Похоже, чудак в пальто был из тех, кто шутит с серьёзным лицом, и от этого становится смешнее. Но неизвестность держала её в таком напряжении, что ситуация не казалась забавной.
– Могу усвоить немного больше, ― раздражённо заверила она его, не без труда складывая звуки. ― Как мне к вам обращаться?
Её чуть не сдуло от его тяжёлого вздоха. Выудив из кармана маленькую толстенькую зажигалку, он снова щёлкнул ей, и от этого словно расстроился больше. «Курите, если вам хочется» ― уже почти произнесла Вася, но ей показалось, что звучать это будет излишне снисходительно.
– Меня зовут Степан Павлов, ― сказал он так, будто это объясняет всё, что для неё непонятно.
– Степавлов… ― глупо повторила она непослушным языком. И тут же смутилась, закрыла щёки ладонями, но не осмелилась извиняться вновь.
– Можно и так. Но раз уж в одно слово, то лучше Стёпа.
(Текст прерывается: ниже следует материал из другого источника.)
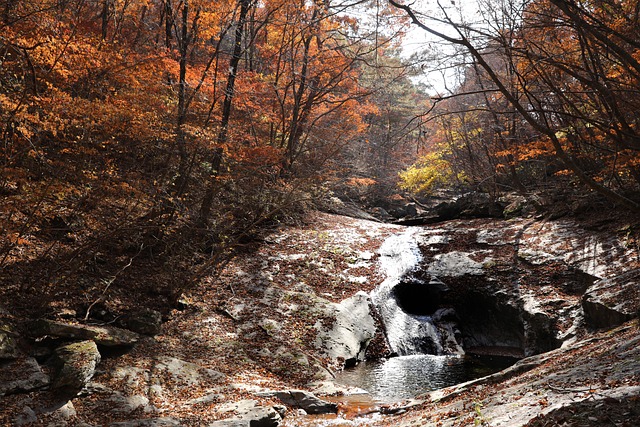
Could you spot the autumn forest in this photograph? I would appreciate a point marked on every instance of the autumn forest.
(173, 130)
Не надо никакого «приятно познакомиться», я не люблю ложь в угоду вежливости и не знакомлюсь с людьми при приятных обстоятельствах.
«Что ж, это подходит и врачу, и преступнику, и сектанту».
– Вы не выглядите как Стёпа. Вы самый полноценный Степан, ещё и отчества не хватает.
– Мы здесь не пользуемся отчеством. Оно только увеличивает дистанцию. Сокращение дистанции ― лишняя растрата сил.
«А вот это подходит только сектанту».
– И почему силы важнее всего?
– Хм-хм. Это ведь твоя единственная ресурсная валюта здесь, так что экономия не повредит. Уж я знаю, о чём говорю, на выполнение моей работы уходит очень много сил.
– И что у вас за работа?
Он хитро прищурился, глядя в сторону ― делая вид, что смотрит на годы, потраченные на некую секретную службу. Если бы такой признался, что служит двойным агентом в ЦРУ и ФСБ, ему было бы легко поверить. Скажет, что он запер её здесь для тайных медицинских экспериментов, ― она и сомневаться не будет. Вероятно, только его три большие морщины немного мешали бы ей принять его признание в том, что он из клана вампиров, за истину. Кинематограф подаёт вампиров, как правило, безупречными, и было что-то совершенное в несовершенстве его лица.
– Я следователь по делам преднамеренного лишения себя жизни.
Вася ответила понимающим кивком ― чисто автоматически, как при обычном знакомстве, когда нужно просто принять информацию. А потом уже вдумалась в смысл сказанного, и глаза её округлились, как у игрушки.
– Мне кажется, я что-то не так услышала…
– А я уверен, со слухом у тебя уже всё зи-зи топ. Я ж просил говорить буквально то, что думаешь, а не косые околовежливые формулировки!
– Разве такая работа существует?
– Как видишь.
– Но выходит, вы расследуете… самоубийства?
– Топорно, но пойдёт. Да, именно так и выходит.
– Но зачем?! Разве в этих случаях не очевидно, кто убийца?
Степан откинулся к спинке кресла, продолжая так «авторитетно» щуриться, что Вася начала подозревать, не снимает ли их скрытая камера. Люди не каждый день так убеждённо дублируют Роберта де Ниро.
– «В этих случаях» очевидно, чьими руками совершено преступление. Представим, мы имеем обычное убийство. Когда мы выясняем, что оно было заказано и оплачено одним человеком, а совершено другим, мы призываем к ответу только исполнителя?
– Конечно нет. Отвечать должны все, кто напрямую причастен к убийству. Это справедливо.
– Так почему самоубийства не заслужили справедливость?
– Потому что к ним обычно не причастен никто, кроме жертвы.
– Вас всех этой ерунде в школе, что ли, учат? Вот кто тебе это сказал?
– Не знаю… Логика?..
Улыбка исказила его лицо, исправляя хищное выражение на позабавленное.
– Скоро ты поймёшь, сколь мало в мире решает такая сухая логика. Но оставь себе это удовольствие на потом. Второй раз такие радости не повторяются.